A comparison of MOFA Pakistan with the Ministry of External Affairs (MeA) India would put things in perspective. Though, India is a behemoth and any comparison regarding parity is inconsequential. To counter this stance, this piece argues that such an understanding should be accepted in toto and not for specific cases. If the principle of parity with India is applied to a specific case, such as the armed forces and not to others, then it does not make sense. It should either encompass the whole or ignore it. If the respectable armed forces man Pakistan’s military frontiers, the MOFA mans Pakistan’s diplomatic frontiers. The significance of the diplomatic frontiers cannot and should not be downplayed.        
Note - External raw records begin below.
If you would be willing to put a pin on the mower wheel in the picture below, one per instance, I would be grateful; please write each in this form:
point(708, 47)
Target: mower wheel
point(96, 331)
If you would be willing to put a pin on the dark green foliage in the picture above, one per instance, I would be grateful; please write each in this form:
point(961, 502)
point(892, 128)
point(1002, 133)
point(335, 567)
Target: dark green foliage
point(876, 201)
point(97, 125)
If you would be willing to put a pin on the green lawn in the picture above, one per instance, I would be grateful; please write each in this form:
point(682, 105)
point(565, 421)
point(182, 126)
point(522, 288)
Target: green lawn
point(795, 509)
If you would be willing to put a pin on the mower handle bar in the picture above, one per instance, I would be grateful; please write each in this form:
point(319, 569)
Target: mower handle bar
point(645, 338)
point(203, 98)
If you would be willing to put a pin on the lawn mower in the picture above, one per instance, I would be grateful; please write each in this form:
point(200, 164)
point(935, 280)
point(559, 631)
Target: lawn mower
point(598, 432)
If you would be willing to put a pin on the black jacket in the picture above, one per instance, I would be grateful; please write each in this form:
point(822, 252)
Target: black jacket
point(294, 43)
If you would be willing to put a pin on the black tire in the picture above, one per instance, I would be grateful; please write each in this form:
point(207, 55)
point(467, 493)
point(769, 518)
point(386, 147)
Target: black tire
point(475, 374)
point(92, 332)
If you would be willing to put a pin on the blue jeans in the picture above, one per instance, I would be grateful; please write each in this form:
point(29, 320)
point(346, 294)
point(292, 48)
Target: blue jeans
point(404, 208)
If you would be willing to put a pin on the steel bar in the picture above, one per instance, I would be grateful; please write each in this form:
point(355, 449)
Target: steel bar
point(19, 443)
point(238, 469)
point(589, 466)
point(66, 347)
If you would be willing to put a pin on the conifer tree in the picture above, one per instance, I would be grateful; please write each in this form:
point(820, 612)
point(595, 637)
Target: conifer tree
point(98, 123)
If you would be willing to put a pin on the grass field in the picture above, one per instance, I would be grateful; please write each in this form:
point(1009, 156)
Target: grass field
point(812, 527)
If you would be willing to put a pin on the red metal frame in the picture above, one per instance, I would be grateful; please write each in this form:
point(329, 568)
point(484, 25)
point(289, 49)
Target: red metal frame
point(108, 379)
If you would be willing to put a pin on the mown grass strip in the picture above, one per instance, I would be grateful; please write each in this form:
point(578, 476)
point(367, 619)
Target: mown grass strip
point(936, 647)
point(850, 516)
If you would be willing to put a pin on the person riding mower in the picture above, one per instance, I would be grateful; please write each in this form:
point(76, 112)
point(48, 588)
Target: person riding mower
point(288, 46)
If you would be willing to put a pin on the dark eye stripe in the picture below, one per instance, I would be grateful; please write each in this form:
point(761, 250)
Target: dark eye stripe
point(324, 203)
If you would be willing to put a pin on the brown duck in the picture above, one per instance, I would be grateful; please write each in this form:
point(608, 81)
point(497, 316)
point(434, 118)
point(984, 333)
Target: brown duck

It is logical to begin a discussion about curtailing expenses with the actual expense incurred. Therefore, it is imperative that the budget of MOFA be analysed.
compared to MeA India, MOFA Pakistan is underfunded and understaffed which may impact the projection of Pakistan’s narrative abroad. Having said this, it does not rule out that there is plenty of room for improvement but slashing the budget of the foreign office will not resolve the problem.

As per the Ministry of Finance, MOFA was allocated a budget of approximately 18.6 billion rupees for the year 2018-2019; and for the year 2022-2023, 27.33 billion rupees has been demanded. This translates into an increase of approximately eight billion rupees from 2018 to 2023. If one is to adjust inflation and currency devaluation since 2018, this increase in budgetary allocation is just enough to meet the running expenses. On the other hand, the MeA budget, as per its annual report for the year 2020-2021, was INR 173 billion, out which INR 74 billion was earmarked for technical and economic cooperation for India’s neighbourhood. Similarly for 2021-2022, the budget was approximately INR 180.1 billion. Out of this 180.1 billion, INR 76 billion was allocated for foreign aid and loans to India’s immediate neighbours.

The MeA budgetary allocations overshadow those of MOFA. Hence, on the diplomatic front Pakistan is severely handicapped and underequipped.

The resources commanded by any foreign office have a direct impact on its human resources. As per the data available on Pakistan Foreign Office’s website, the ministry employs a total of 2,993 employees. Out of these 2,993; 521 are officer cadre, from which 321 officers are posted at foreign missions abroad while the remaining 240 officers are based at the headquarters in Islamabad. The remaining is the support staff of 2,432 employees which include accountants, drivers, security guards, cypher assistants and clerks. 1,408 of this support staff is stationed at foreign missions while the remaining 1,024 work at the ministry in Islamabad.

Compare this to the human resource strength of MeA, India, which has 850 officer cadres alone; not to mention the support staff that is an integral part of the machinery.

The human and financial resources of the foreign office further directly impact Pakistan’s projection abroad. As per the data on MOFA’s website, there are 122 foreign missions. Thus, with the low budget highlighted above and 2993 employees, the foreign office has to man a total of 122 missions abroad and the head office in Islamabad.

India’s foreign office with a budget of INR 180 billion and 850 officer cadre has established around 200 foreign missions. The annual report of 2021-2022 issued by the MeA India, highlights its diplomatic presence abroad.

Thus, compared to MeA India, MOFA Pakistan is underfunded and understaffed which may impact the projection of Pakistan’s narrative abroad. Having said this, it does not rule out that there is plenty of room for improvement but slashing the budget of the foreign office will not resolve the problem. If Pakistan’s military frontiers are perennial and sacrosanct than so are its diplomatic frontiers. Despite the huge differences in budget, human resources and foreign presence, the performance of MOFA Pakistan is beyond par.

It should not be forgotten that diplomacy still is the first line of defense and MOFA represents that line.